Exactly, along with the template itself. But that’s the ideal solution, anything that helps making authoring wrapper components would be a good start for this. Once that’s in we can iterate over it to improve it further.

There is not technical limitation here, since the TypeScript compiler API is capable of parsing interfaces & outputting classes (and when using libraries like ts-morph makes working with it even easier). I'm not sure about the template, that probably requires using the Angular Language Service API, or alternatively manually outputting the string.

On 18 Feb 2019, 22:36 +0200, Eswar Prakash notifications@github.com, wrote:

Happy to take a look at it. I am guessing you are keen to see if we can parse the prop interface definition to build the inputs and outputs for the component? — You are receiving this because you authored the thread. Reply to this email directly, view it on GitHub, or mute the thread.

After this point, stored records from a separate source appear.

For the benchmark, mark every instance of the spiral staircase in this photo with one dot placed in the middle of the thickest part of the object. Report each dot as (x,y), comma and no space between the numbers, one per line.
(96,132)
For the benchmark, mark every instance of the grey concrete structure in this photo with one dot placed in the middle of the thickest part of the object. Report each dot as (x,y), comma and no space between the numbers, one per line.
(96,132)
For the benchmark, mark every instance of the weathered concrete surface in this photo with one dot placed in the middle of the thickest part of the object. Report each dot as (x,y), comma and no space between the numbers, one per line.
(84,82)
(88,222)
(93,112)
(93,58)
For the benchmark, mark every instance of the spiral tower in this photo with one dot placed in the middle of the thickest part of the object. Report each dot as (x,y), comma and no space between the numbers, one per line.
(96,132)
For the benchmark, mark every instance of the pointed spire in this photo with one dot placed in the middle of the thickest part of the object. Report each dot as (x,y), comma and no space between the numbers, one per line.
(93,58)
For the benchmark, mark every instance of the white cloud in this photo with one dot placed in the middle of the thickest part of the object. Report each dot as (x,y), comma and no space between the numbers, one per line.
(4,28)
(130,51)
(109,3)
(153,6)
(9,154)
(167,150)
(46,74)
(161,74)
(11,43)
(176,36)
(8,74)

eswarpr commented 5 years ago

Sorry, no idea what happened to my comment. Guess I accidentally deleted it. I am interested in trying this out but need to have a go at the Typescript compiler bit first

eswarpr commented 5 years ago

@bengry - So, after a bit of play around with ts-morph (which by the way is brilliant!) I think we need to put together some blue prints as to the input for the schematic that will help us identify which component file and prop type to process. At a high level, we have the following options:

  1. Accept the component name - for e.g. TextField, find the component from .d.ts in the "lib" folder of "office-ui-fabric-react" folder, traverse through the base class to arrive at the input to React.Component<> base class, and identify ITextFieldProps as the prop type. Once identified, parse and generate the Fab component for it
  2. Accept the prop type - for e.g. ITextFieldProps - derive the potential file that might host it - for e.g. TextField.types.d.ts then parse and generate the Fab component for it.

Looking at the options:

(1) is easier for the end user, since all they need to know is which component we need to generate. Harder for us, since we will need to walk the inheritance tree to find the prop type

(2) is easier for us (maybe) and harder for the end user, since they will need to tell us the prop type to use by browsing the component docs in the MS site.

I like (1) for obvious reasons. Do you have any other thoughts?

bengry commented 5 years ago

I agree that (1) is probably better, especially long-term. It introduces a minor technical challenge of getting the type of props, but if needed - we could extract more from it, without breaking the API.